As a developer, I need the ability to activate/use gmon (gprof monitor) for my DSO (shared library). Yes, of course, I know that gmon is not intended for this. However, such restriction can be easily circumvented approximately as shown below. As a result, gmon.out will be created, which unfortunately cannot be processed correctly by gprof due to a problem similar to PIE in 2017 (Bug 21189, Bug 22284). The reason is that the fix made is only intended to work in the case of a PIE, but not a DSO. In particular due that the `load_address` is gathered strictly for executable only (https://sourceware.org/git/?p=glibc.git;a=blob;f=gmon/gmon.c;h=dee64803ada583d79ca9adc281beffce4300255f;hb=d165ca64980f90ccace088670652cc203d1b5411#l55). So I think this can be easily fixed if we take the `load_address` not from executable but of the first DSO, the text segment of which intersects with the range of addresses passed to `monstartup()`. Will such a patch be accepted if I prepare it, or will there be other ideas/suggestions? Leo, Regards. --- /* It is worth noting that the code below works for DSO * when `-pg` is not enabled in the main executable * but does not create problems if `-pg` is enabled. */ extern void _mcleanup (void); extern void monstartup(unsigned long, unsigned long); extern void __gmon_start__(void) __attribute__((__weak__)); extern void _init (void); extern void _fini (void); __attribute__((__constructor__, __no_instrument_function__, __no_profile_instrument_function__)) static void mydso_global_constructor(void) { #ifdef ENABLE_GPROF_FOR_THIS_DSO if (!&__gmon_start__) monstartup((u_long)&_init, (u_long)&_fini); #endif } __attribute__((__destructor__, __no_instrument_function__, __no_profile_instrument_function__)) void static mydso_global_destructor(void) { #ifdef ENABLE_GPROF_FOR_THIS_DSO if (!&__gmon_start__) _mcleanup(); #endif }
I have a working draft of the patch ready, along with the tests. However, during testing, a nasty bug was found in calculating the size of the allocated buffer inside the `__monstartup()`, which is why `_mcount()` may corrupt memory, and `write_call_graph()` does not output part of the collected data (which falls outside the border). So I'll fill one more bug with a patch, and then come back here.

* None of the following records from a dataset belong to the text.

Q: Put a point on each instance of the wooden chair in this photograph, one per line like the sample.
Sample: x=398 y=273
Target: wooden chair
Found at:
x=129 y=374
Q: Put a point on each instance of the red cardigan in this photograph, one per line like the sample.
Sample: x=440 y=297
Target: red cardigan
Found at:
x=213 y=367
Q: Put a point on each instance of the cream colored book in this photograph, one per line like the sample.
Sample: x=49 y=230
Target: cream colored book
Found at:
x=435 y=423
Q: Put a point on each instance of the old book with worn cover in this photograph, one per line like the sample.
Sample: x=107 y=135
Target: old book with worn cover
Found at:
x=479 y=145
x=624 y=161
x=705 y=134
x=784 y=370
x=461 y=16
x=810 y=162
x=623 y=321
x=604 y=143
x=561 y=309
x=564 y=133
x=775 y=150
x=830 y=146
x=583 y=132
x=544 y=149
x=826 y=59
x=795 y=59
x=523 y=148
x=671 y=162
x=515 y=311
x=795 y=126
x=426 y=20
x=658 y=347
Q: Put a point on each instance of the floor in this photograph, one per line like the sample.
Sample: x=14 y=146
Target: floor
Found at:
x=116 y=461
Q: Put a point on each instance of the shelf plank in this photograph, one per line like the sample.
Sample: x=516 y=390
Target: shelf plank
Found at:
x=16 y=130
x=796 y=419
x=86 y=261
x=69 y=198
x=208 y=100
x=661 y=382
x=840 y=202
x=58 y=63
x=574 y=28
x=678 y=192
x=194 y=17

Created attachment 14254 [details] The patch with implementation including test Added the `gmon/tst-gmon-dso` test require Bug 29444 to be fixed (i.e. corresponding patch should be applied). I also didn't figure out how the tests check the generated data, in particular the gprof output. Nonetheless, I manually checked gprof output both for `make test t=gmon/tst-gmon-pie` and `make test t=gmon/tst-gmon-dso`. Surprising, during this check, the noted Bug 29444 was revealed.
i dont know if the patch is acceptable just want to note that there is an LD_PROFILE feature for something similar (i haven't used it though). is that not suitable for your use case?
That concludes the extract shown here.